Young, meanwhile, discovered a number of other genes influencing period protein dynamics. In 1994, his group identified timeless, a clock gene that produces a protein, TIM, that binds to PER, and is required for the latter’s entry into the nucleus to regulate period gene expression (Science, 263:1603-6). A few years later, the team described another gene, double-time, which regulates the accumulation of the period protein (Cell, 94:83-95, 1998). “He’s just a terrific scientist,” says collaborator Brian Crane, a biochemist at Cornell University. “His impact is huge. I figured that sooner or later this would happen, but it’s nice to see it materialize.”

It’s not the first time the laureate trio has been recognized for contributions to biology and the research into human circadian rhythms that has followed. In 2009, the Gruber Foundation awarded the Neuroscience Prize to Hall, Rosbash, and Young for the establishment of “a direct link between genes and behavior” that could later be extended beyond fruit flies into humans and, indeed, “all living organisms.”

In 2012, the three were recognized again with the Canada Gairdner International Award for pioneering science’s understanding of the circadian rhythm. “The medical relevance of these findings has become apparent as it was found that changes in these clock genes are associated with a series of sleep disorders in humans,” Young said in an interview at the time. “There are strong indications that some forms of depression are linked to the control of circadian rhythms.”

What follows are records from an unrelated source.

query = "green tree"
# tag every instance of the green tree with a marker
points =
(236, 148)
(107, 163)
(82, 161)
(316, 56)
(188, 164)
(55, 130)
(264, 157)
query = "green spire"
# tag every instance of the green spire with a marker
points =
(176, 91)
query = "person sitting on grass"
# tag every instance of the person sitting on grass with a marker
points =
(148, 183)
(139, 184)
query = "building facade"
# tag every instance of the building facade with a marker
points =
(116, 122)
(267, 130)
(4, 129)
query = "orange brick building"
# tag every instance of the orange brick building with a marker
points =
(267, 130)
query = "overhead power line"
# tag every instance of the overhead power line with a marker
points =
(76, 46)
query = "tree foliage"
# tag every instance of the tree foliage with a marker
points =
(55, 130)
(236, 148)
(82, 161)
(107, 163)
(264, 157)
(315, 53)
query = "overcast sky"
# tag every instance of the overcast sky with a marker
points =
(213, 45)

All three have made an impression inside and outside the lab. “Being in the room with them, you realize you have to keep concentration to keep up with the discussion,” notes Michael Hastings, a molecular neurobiologist working on circadian rhythms at the University of Cambridge, who sees both Rosbash and Young frequently at research gatherings. “[They have] an enormous intellectual appetite and curiosity.”

On announcing the prize, Rosbash’s first response to the news of the award this morning was “you are kidding me,” Perlmann told the audience. “That’s a classic Michael response,” Hardin says. “He’s quite the jokester.”

Update (October 2): The article has been updated to include reaction from Brian Crane.